Me gustaría enlazar tres de estos recursos, presentar mi comprensión de lo que he leído y plantear la pregunta de si mi comprensión es aproximadamente correcta

¿Es el aprendizaje automático un ajuste de curvas glorificado?

¿Diferencia entre aprendizaje automático supervisado y diseño de experimentos?

¿Qué utilidad tiene la completitud de Turing? ¿Son las redes neuronales completas de Turing?

Leyendo los recursos enlazados y asumiendo que las respuestas y comentarios son correctos, deduzco que (me cito a mí mismo, incluyendo la mala ortografía: este post está muy editado, el contenido inicial está en el historial)
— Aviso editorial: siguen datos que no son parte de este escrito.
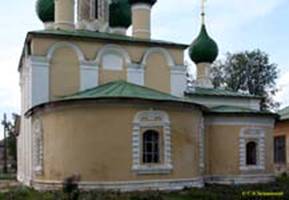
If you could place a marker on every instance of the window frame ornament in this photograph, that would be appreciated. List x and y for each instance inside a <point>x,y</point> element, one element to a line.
<point>38,151</point>
<point>248,135</point>
<point>150,120</point>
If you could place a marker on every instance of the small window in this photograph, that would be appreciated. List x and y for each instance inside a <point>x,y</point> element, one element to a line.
<point>251,153</point>
<point>280,149</point>
<point>151,147</point>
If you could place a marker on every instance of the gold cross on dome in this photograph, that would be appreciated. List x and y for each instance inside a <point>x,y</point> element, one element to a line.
<point>203,10</point>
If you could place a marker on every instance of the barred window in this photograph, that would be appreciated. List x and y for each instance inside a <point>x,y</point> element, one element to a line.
<point>251,153</point>
<point>280,149</point>
<point>151,151</point>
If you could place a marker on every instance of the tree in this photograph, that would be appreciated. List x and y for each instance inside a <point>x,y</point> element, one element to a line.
<point>249,72</point>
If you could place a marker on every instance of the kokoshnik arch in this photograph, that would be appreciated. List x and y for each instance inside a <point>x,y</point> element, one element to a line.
<point>115,109</point>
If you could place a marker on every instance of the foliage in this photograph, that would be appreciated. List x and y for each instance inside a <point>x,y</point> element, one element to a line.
<point>250,72</point>
<point>210,192</point>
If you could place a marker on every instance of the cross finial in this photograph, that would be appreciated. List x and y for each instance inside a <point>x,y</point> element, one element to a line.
<point>203,10</point>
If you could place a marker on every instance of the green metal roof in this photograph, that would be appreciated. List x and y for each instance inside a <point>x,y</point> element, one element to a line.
<point>198,91</point>
<point>120,14</point>
<point>204,49</point>
<point>123,89</point>
<point>101,36</point>
<point>235,109</point>
<point>150,2</point>
<point>45,10</point>
<point>284,113</point>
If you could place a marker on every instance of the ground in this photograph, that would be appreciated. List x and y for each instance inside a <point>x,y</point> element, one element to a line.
<point>276,190</point>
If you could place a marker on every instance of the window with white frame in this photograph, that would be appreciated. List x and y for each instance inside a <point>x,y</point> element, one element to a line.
<point>252,149</point>
<point>38,147</point>
<point>251,153</point>
<point>151,147</point>
<point>151,143</point>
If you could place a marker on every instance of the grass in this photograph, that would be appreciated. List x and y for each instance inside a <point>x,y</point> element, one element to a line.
<point>7,176</point>
<point>210,192</point>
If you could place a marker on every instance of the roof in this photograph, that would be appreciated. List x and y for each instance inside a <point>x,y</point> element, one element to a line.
<point>93,35</point>
<point>198,91</point>
<point>284,113</point>
<point>236,109</point>
<point>123,89</point>
<point>119,90</point>
<point>101,36</point>
<point>204,49</point>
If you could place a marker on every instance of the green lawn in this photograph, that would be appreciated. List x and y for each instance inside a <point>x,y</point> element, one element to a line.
<point>212,192</point>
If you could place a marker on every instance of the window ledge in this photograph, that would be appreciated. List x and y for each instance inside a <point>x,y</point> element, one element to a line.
<point>253,167</point>
<point>146,170</point>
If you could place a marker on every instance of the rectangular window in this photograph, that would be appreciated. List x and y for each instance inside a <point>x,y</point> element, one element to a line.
<point>151,147</point>
<point>280,149</point>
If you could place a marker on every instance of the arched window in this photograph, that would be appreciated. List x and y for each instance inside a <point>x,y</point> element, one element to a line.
<point>151,151</point>
<point>251,153</point>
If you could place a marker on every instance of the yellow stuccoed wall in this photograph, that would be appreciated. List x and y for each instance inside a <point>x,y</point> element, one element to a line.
<point>157,74</point>
<point>141,19</point>
<point>222,150</point>
<point>96,142</point>
<point>157,71</point>
<point>60,70</point>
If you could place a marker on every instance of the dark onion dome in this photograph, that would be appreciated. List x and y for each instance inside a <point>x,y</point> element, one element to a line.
<point>120,14</point>
<point>204,49</point>
<point>151,2</point>
<point>45,10</point>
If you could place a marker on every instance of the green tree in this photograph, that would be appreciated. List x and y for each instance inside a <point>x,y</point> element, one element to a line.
<point>250,72</point>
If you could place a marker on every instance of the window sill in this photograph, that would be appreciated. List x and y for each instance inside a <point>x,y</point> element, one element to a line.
<point>252,167</point>
<point>148,170</point>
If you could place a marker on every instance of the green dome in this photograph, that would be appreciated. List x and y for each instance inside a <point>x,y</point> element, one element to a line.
<point>120,14</point>
<point>45,10</point>
<point>151,2</point>
<point>204,49</point>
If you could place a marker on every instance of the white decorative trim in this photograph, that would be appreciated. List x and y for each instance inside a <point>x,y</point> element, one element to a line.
<point>241,121</point>
<point>38,147</point>
<point>58,45</point>
<point>240,179</point>
<point>135,75</point>
<point>141,30</point>
<point>141,6</point>
<point>169,58</point>
<point>256,135</point>
<point>201,140</point>
<point>118,30</point>
<point>178,80</point>
<point>126,186</point>
<point>151,119</point>
<point>213,101</point>
<point>113,49</point>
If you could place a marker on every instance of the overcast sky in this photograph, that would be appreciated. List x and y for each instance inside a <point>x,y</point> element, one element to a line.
<point>236,25</point>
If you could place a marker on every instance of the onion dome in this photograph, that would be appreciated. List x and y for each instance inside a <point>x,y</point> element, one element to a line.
<point>120,14</point>
<point>204,49</point>
<point>45,10</point>
<point>150,2</point>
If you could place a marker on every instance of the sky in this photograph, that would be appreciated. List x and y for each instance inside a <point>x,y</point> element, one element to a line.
<point>236,25</point>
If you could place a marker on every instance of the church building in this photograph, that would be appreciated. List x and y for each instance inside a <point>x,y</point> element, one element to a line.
<point>116,110</point>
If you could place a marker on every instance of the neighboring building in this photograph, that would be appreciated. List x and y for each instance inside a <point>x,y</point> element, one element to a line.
<point>281,142</point>
<point>115,109</point>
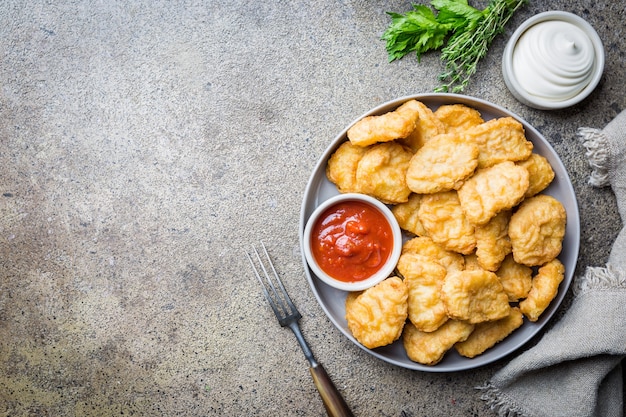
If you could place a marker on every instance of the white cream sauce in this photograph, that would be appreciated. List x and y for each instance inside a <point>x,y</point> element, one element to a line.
<point>554,60</point>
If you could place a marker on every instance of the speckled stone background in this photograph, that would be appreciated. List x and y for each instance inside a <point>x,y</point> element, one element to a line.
<point>145,144</point>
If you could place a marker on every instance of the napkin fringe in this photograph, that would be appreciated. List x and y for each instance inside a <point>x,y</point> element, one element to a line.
<point>598,278</point>
<point>597,153</point>
<point>492,397</point>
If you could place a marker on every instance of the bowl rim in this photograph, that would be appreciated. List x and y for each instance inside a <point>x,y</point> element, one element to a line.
<point>388,266</point>
<point>538,102</point>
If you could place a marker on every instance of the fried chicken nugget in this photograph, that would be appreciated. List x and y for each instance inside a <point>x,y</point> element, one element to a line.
<point>445,222</point>
<point>377,315</point>
<point>545,287</point>
<point>386,127</point>
<point>424,246</point>
<point>406,215</point>
<point>537,229</point>
<point>342,165</point>
<point>486,335</point>
<point>424,277</point>
<point>471,262</point>
<point>492,190</point>
<point>427,127</point>
<point>492,241</point>
<point>430,348</point>
<point>458,118</point>
<point>516,279</point>
<point>441,164</point>
<point>381,172</point>
<point>540,171</point>
<point>499,140</point>
<point>474,296</point>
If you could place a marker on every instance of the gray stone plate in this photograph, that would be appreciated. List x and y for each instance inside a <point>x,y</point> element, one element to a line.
<point>332,300</point>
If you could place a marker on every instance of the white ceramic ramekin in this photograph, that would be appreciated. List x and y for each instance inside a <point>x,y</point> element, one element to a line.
<point>543,103</point>
<point>384,272</point>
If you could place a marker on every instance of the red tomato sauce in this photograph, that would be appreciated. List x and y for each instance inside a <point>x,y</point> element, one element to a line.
<point>351,241</point>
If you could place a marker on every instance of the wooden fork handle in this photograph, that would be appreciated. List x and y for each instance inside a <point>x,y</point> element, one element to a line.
<point>333,401</point>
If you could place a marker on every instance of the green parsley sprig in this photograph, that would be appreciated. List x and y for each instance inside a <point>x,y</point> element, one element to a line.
<point>462,32</point>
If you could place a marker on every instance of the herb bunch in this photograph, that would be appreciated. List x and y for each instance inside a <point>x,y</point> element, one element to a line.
<point>462,32</point>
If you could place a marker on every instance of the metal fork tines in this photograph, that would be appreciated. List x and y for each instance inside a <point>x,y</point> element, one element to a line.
<point>288,316</point>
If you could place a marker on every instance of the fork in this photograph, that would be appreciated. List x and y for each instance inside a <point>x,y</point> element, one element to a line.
<point>288,316</point>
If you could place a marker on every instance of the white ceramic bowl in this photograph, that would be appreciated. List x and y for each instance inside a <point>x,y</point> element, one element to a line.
<point>384,272</point>
<point>543,103</point>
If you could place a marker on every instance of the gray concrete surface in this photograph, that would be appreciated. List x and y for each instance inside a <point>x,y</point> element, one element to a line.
<point>145,144</point>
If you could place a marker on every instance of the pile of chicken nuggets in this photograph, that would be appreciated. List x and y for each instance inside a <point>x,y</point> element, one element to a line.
<point>482,240</point>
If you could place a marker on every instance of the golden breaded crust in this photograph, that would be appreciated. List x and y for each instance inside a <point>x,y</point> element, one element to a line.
<point>540,173</point>
<point>430,348</point>
<point>427,127</point>
<point>425,246</point>
<point>537,230</point>
<point>516,279</point>
<point>499,140</point>
<point>474,296</point>
<point>471,262</point>
<point>386,127</point>
<point>406,215</point>
<point>544,288</point>
<point>486,335</point>
<point>381,172</point>
<point>424,277</point>
<point>458,118</point>
<point>377,315</point>
<point>342,165</point>
<point>492,241</point>
<point>445,222</point>
<point>492,190</point>
<point>441,165</point>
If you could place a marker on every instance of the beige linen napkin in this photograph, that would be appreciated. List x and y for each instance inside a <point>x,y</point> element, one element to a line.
<point>575,369</point>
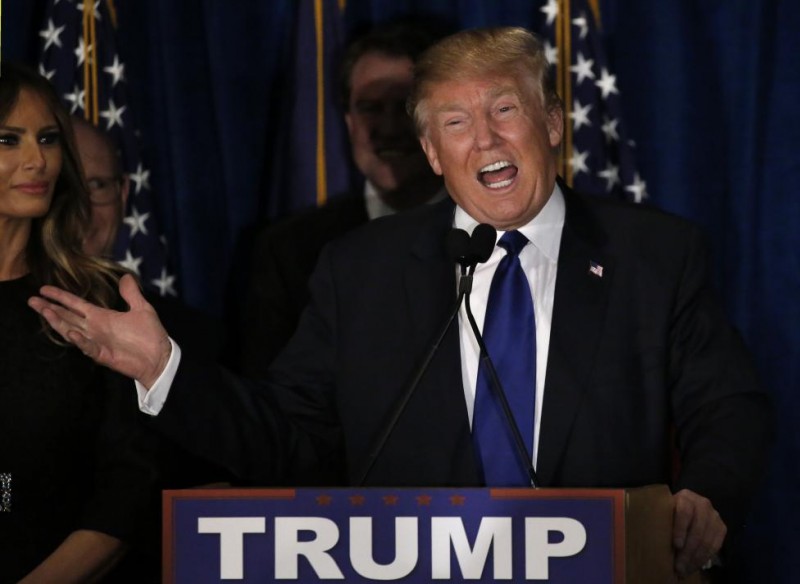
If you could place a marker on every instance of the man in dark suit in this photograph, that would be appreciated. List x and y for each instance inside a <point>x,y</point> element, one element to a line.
<point>631,346</point>
<point>376,78</point>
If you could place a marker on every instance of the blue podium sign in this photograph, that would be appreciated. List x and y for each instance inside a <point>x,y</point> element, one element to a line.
<point>394,535</point>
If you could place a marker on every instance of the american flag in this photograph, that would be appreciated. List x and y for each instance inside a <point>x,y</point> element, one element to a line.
<point>598,156</point>
<point>80,58</point>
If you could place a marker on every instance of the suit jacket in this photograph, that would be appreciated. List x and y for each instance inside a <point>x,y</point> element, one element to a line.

Desde cierto punto de vista muy abstracto, un problema de aprendizaje automático supervisado es un problema de optimización. Se intenta maximizar alguna "medida de bondad" o minimizar alguna medida de "maldad". La forma de formular el problema define, en cierto modo, el "modelo de aprendizaje automático". Puede haber diferentes formas de resolver el problema de optimización ("entrenar el modelo").

es no se equivoca . [A]

Pregunta 1: ¿Es [A] correcto?

Si [A] es correcto, entonces en ese sentido, por ejemplo, una CNN (o ANN en general) no es diferente de una SVM o un Random Forest. [B]

Pregunta 2: ¿Es [B] una conclusión razonable?

Sin embargo, existen pruebas de que

1) Los FFN son aproximadores universales

2) Las RNN son Turing completas

He leído (por desgracia, ya no puedo encontrar el recurso) que es posible aproximar Random Forest (y yo asumiría SVMs, ...) con cierto tipo de ANNs, pero no al revés.

En este sentido, el concepto de RNA es más general que SVMs o Random Forests (estoy luchando mucho con el lenguaje aquí...) [C]

Pregunta 3: ¿Es [C] correcta?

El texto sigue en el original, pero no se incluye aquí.